Ali membasuh wajahnya dengan air hangat, digenggamnya kini ada sebuah botol bening yang berisi obat-obatan. Ia menatap botol kecil itu tanpa minat, kenapa harus seperti ini? Tubuhnya memang terlihat sehat seperti pada umumnya, tapi organnya kini tak bisa berfungsi dengan sempurna. Ali mengambil beberapa butir obat, meminumnya bersama dengan air yang larut pada tenggorokannya.

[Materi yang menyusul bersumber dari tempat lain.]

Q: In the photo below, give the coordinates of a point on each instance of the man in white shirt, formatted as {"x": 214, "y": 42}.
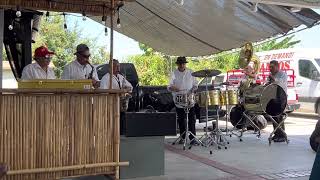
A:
{"x": 279, "y": 77}
{"x": 182, "y": 82}
{"x": 81, "y": 67}
{"x": 39, "y": 69}
{"x": 118, "y": 81}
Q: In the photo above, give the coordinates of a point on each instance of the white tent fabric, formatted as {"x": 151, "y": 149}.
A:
{"x": 203, "y": 27}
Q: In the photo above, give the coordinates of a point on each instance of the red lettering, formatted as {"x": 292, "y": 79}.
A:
{"x": 287, "y": 65}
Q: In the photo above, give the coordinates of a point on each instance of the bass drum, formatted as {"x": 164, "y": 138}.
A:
{"x": 270, "y": 99}
{"x": 236, "y": 119}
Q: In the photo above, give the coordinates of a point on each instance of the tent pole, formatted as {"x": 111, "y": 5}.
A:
{"x": 1, "y": 43}
{"x": 111, "y": 45}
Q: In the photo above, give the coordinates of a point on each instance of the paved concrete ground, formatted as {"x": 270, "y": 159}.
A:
{"x": 252, "y": 159}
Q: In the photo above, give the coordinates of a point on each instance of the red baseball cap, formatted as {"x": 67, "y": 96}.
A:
{"x": 43, "y": 52}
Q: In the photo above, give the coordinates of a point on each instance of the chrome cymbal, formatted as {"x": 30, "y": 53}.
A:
{"x": 206, "y": 73}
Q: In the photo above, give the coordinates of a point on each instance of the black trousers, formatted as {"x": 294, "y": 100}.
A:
{"x": 279, "y": 133}
{"x": 274, "y": 107}
{"x": 122, "y": 123}
{"x": 182, "y": 121}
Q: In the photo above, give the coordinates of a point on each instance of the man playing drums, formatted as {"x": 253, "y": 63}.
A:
{"x": 280, "y": 78}
{"x": 182, "y": 82}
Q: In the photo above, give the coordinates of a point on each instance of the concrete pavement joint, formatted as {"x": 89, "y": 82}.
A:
{"x": 238, "y": 174}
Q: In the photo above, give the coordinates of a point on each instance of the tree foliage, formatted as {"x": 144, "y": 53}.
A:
{"x": 63, "y": 42}
{"x": 154, "y": 68}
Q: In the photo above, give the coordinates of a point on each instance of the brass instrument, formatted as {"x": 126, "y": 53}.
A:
{"x": 246, "y": 56}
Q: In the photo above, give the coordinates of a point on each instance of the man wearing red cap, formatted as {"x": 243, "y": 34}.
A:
{"x": 81, "y": 67}
{"x": 39, "y": 69}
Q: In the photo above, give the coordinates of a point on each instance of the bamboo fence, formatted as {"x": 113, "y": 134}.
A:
{"x": 53, "y": 135}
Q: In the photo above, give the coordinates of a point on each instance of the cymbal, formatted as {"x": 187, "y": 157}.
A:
{"x": 206, "y": 73}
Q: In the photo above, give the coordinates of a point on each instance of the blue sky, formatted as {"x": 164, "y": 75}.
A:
{"x": 124, "y": 46}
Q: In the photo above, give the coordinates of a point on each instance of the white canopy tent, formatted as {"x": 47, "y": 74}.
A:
{"x": 206, "y": 27}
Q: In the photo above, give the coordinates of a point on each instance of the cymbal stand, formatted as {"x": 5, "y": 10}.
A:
{"x": 187, "y": 133}
{"x": 207, "y": 139}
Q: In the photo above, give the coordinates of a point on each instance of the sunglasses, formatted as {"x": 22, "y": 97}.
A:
{"x": 85, "y": 56}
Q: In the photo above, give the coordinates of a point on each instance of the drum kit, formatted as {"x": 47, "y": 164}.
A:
{"x": 255, "y": 103}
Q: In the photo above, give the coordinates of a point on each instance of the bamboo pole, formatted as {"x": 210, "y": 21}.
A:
{"x": 117, "y": 133}
{"x": 66, "y": 168}
{"x": 111, "y": 44}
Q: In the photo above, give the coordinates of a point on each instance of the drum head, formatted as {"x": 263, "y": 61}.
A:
{"x": 275, "y": 99}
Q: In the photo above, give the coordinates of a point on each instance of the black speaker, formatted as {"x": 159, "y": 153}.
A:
{"x": 139, "y": 124}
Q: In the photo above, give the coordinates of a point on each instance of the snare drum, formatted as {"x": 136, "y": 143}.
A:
{"x": 232, "y": 97}
{"x": 229, "y": 97}
{"x": 212, "y": 98}
{"x": 185, "y": 100}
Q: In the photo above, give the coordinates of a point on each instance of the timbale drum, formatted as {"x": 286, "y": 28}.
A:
{"x": 185, "y": 100}
{"x": 237, "y": 118}
{"x": 218, "y": 98}
{"x": 270, "y": 99}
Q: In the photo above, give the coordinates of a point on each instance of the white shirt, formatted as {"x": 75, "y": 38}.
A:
{"x": 184, "y": 81}
{"x": 118, "y": 82}
{"x": 34, "y": 71}
{"x": 75, "y": 70}
{"x": 281, "y": 79}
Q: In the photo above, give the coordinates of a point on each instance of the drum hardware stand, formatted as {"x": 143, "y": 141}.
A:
{"x": 247, "y": 121}
{"x": 218, "y": 135}
{"x": 207, "y": 139}
{"x": 187, "y": 133}
{"x": 278, "y": 126}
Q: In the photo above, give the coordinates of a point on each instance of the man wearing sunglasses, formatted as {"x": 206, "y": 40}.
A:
{"x": 40, "y": 68}
{"x": 81, "y": 67}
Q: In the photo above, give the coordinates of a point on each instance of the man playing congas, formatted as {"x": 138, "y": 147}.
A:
{"x": 280, "y": 78}
{"x": 248, "y": 80}
{"x": 183, "y": 83}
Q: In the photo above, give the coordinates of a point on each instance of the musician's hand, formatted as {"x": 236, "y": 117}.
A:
{"x": 3, "y": 170}
{"x": 127, "y": 88}
{"x": 96, "y": 84}
{"x": 174, "y": 88}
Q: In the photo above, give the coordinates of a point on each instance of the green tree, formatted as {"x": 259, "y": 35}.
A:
{"x": 64, "y": 41}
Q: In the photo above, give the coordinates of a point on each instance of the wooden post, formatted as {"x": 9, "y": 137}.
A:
{"x": 1, "y": 43}
{"x": 111, "y": 44}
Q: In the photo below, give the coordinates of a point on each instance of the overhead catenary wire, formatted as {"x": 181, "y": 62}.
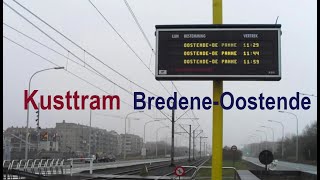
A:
{"x": 78, "y": 47}
{"x": 127, "y": 44}
{"x": 73, "y": 43}
{"x": 148, "y": 42}
{"x": 51, "y": 62}
{"x": 69, "y": 41}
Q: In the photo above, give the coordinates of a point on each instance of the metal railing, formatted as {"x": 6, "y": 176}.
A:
{"x": 19, "y": 168}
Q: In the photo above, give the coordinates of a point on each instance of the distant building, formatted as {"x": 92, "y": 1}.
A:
{"x": 48, "y": 146}
{"x": 133, "y": 144}
{"x": 75, "y": 138}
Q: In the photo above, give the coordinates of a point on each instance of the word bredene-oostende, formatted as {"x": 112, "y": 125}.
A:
{"x": 142, "y": 102}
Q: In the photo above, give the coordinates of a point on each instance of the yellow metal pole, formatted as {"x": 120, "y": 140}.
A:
{"x": 217, "y": 117}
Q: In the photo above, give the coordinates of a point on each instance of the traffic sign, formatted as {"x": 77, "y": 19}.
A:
{"x": 179, "y": 171}
{"x": 266, "y": 157}
{"x": 233, "y": 148}
{"x": 218, "y": 52}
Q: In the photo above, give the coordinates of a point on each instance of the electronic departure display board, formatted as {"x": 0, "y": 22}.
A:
{"x": 218, "y": 52}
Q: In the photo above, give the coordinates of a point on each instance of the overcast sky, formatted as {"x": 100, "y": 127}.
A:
{"x": 81, "y": 23}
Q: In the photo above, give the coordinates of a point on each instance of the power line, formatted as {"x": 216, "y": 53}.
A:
{"x": 148, "y": 42}
{"x": 127, "y": 44}
{"x": 66, "y": 48}
{"x": 138, "y": 24}
{"x": 51, "y": 62}
{"x": 71, "y": 42}
{"x": 78, "y": 47}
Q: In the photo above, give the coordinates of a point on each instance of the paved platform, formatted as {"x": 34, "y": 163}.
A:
{"x": 246, "y": 175}
{"x": 77, "y": 168}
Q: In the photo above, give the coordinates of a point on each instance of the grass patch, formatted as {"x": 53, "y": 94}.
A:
{"x": 239, "y": 165}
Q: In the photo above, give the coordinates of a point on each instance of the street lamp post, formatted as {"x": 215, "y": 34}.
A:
{"x": 144, "y": 133}
{"x": 272, "y": 137}
{"x": 297, "y": 142}
{"x": 258, "y": 135}
{"x": 282, "y": 148}
{"x": 157, "y": 138}
{"x": 266, "y": 137}
{"x": 258, "y": 147}
{"x": 27, "y": 127}
{"x": 125, "y": 133}
{"x": 144, "y": 130}
{"x": 200, "y": 143}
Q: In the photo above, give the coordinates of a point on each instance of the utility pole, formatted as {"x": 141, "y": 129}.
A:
{"x": 38, "y": 127}
{"x": 189, "y": 142}
{"x": 200, "y": 143}
{"x": 194, "y": 138}
{"x": 90, "y": 135}
{"x": 189, "y": 133}
{"x": 172, "y": 139}
{"x": 217, "y": 111}
{"x": 193, "y": 145}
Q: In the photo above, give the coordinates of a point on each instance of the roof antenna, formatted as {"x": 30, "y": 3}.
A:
{"x": 277, "y": 19}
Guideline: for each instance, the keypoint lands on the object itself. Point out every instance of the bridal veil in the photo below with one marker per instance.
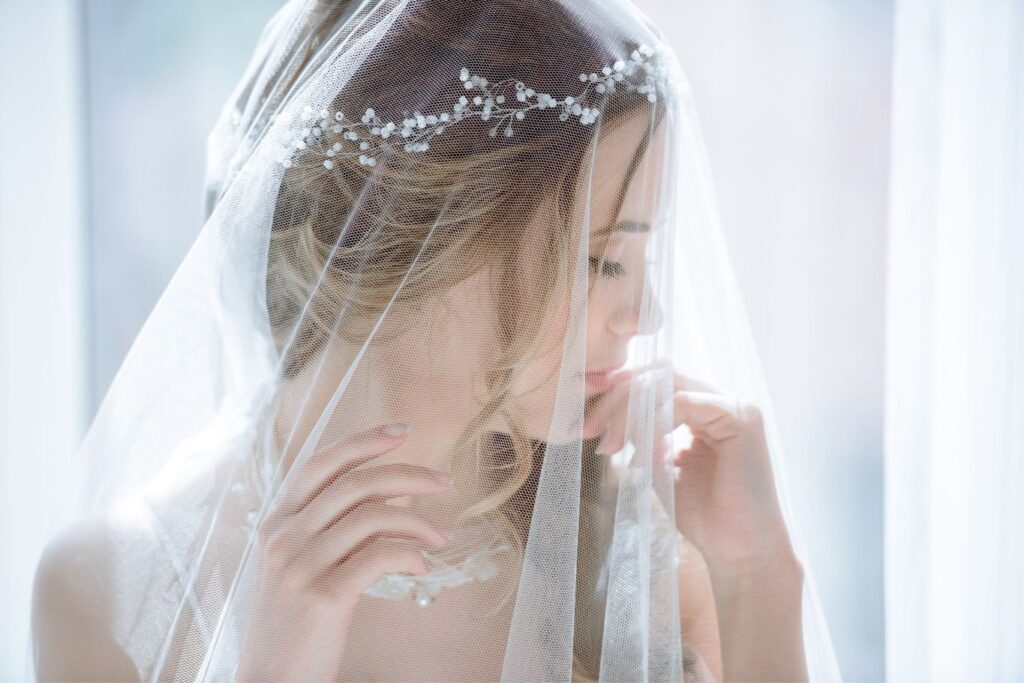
(459, 259)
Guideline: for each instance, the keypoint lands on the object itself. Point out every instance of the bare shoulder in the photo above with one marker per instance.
(697, 616)
(71, 620)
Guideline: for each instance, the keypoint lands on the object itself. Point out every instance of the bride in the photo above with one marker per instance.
(410, 408)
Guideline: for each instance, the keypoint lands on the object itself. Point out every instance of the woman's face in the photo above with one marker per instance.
(615, 310)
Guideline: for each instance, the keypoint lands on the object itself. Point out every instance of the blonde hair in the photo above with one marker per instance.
(337, 245)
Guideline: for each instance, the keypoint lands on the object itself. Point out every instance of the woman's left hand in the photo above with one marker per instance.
(725, 498)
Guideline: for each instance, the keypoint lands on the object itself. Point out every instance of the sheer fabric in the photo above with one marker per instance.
(456, 382)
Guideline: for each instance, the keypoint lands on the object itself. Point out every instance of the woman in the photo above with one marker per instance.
(415, 390)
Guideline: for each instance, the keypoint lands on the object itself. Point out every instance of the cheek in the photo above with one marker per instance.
(597, 318)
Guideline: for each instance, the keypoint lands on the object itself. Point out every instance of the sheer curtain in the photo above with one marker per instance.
(954, 434)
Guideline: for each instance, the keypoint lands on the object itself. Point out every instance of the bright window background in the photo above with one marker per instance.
(794, 98)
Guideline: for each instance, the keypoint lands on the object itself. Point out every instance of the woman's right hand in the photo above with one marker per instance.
(329, 537)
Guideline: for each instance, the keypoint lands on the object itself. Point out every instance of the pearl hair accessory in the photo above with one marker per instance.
(506, 101)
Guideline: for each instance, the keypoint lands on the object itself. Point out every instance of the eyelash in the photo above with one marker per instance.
(611, 268)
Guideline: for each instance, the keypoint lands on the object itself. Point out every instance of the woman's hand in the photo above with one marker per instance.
(725, 498)
(329, 538)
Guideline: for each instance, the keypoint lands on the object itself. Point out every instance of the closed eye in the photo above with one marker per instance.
(608, 268)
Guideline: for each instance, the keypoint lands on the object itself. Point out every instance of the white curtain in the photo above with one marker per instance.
(954, 375)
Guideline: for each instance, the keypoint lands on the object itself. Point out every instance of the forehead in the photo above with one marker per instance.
(630, 209)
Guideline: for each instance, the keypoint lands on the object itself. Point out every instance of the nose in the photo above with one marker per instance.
(632, 317)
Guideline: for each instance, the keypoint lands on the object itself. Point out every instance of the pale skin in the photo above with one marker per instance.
(742, 569)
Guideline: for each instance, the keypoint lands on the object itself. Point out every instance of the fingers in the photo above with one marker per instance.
(368, 521)
(381, 481)
(330, 462)
(709, 413)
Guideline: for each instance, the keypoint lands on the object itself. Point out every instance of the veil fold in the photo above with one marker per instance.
(453, 382)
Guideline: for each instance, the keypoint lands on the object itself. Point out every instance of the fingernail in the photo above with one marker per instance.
(397, 429)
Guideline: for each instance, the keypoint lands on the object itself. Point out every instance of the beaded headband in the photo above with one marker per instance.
(337, 136)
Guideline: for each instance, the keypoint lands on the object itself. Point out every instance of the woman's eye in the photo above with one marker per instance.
(610, 268)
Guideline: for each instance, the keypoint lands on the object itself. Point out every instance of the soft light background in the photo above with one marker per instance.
(104, 109)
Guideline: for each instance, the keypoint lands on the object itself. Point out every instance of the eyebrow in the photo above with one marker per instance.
(625, 226)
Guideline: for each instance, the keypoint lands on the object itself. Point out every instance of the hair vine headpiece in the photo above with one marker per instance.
(335, 135)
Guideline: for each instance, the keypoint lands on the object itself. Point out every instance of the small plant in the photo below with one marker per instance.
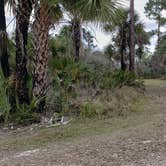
(25, 114)
(91, 110)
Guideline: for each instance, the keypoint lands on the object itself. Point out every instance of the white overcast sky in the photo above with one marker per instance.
(103, 39)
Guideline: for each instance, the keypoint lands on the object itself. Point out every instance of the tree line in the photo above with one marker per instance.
(44, 14)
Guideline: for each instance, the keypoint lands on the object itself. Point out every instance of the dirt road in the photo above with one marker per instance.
(138, 140)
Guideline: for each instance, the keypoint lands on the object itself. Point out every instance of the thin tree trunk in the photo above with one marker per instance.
(10, 92)
(23, 13)
(3, 42)
(123, 48)
(41, 34)
(76, 24)
(158, 31)
(132, 38)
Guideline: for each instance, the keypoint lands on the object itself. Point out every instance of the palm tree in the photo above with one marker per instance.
(132, 38)
(88, 10)
(3, 41)
(44, 20)
(121, 39)
(122, 26)
(46, 15)
(23, 13)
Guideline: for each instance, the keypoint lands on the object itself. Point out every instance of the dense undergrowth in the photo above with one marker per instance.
(81, 90)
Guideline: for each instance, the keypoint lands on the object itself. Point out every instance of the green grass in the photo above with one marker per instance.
(43, 136)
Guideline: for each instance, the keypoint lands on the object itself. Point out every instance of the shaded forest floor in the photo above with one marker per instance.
(138, 139)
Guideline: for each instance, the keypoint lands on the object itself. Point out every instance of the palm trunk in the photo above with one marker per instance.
(10, 92)
(23, 13)
(158, 30)
(41, 34)
(3, 42)
(76, 24)
(132, 38)
(123, 47)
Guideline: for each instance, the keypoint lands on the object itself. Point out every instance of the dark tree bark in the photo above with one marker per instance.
(41, 28)
(76, 24)
(3, 42)
(123, 47)
(23, 14)
(132, 38)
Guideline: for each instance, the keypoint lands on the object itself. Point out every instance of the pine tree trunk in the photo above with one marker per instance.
(23, 13)
(132, 38)
(41, 34)
(3, 42)
(76, 24)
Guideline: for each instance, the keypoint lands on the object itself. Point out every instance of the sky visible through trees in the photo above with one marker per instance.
(103, 39)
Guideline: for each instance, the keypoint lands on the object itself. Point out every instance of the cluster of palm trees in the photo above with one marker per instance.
(45, 14)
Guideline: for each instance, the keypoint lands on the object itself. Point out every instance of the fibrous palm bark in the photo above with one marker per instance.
(132, 37)
(41, 28)
(76, 27)
(3, 42)
(23, 13)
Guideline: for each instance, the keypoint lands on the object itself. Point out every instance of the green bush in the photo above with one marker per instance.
(91, 110)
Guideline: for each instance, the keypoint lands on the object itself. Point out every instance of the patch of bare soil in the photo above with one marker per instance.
(138, 145)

Ia kembali membasuh mulut, mengenakan kaus putih polos lalu mengetik pesan singkat kepada Prilly sebelum Ali pergi
Aku jemput ke rumah yah, kamu tunggu. Jangan pergi dulan.
Setelah mengetik pesan singkat itu Ali menaruh ponselnya pada saku, keluar dari kamarnya menuruni setiap anak tangga.
"Lho Ali mau kemana Nak?" tanya Mommy Steffy melihat putranya tampak rapi dengan balutan kaus yang melekat pada tubuhnya.
"Ali mau ngajak Prilly jalan Mom, akhir-akhir ini Ali jarang ketemu Prilly."
"Yasudah, tapi kamu jangan bawa mobil sendiri. Minta antar sama supir yah." Ali mengangguk patuh, Mommy Steffy pasti tak mau anaknya kelelahan, jadi Ali menurut apa yang Mommy Ali sampaikan.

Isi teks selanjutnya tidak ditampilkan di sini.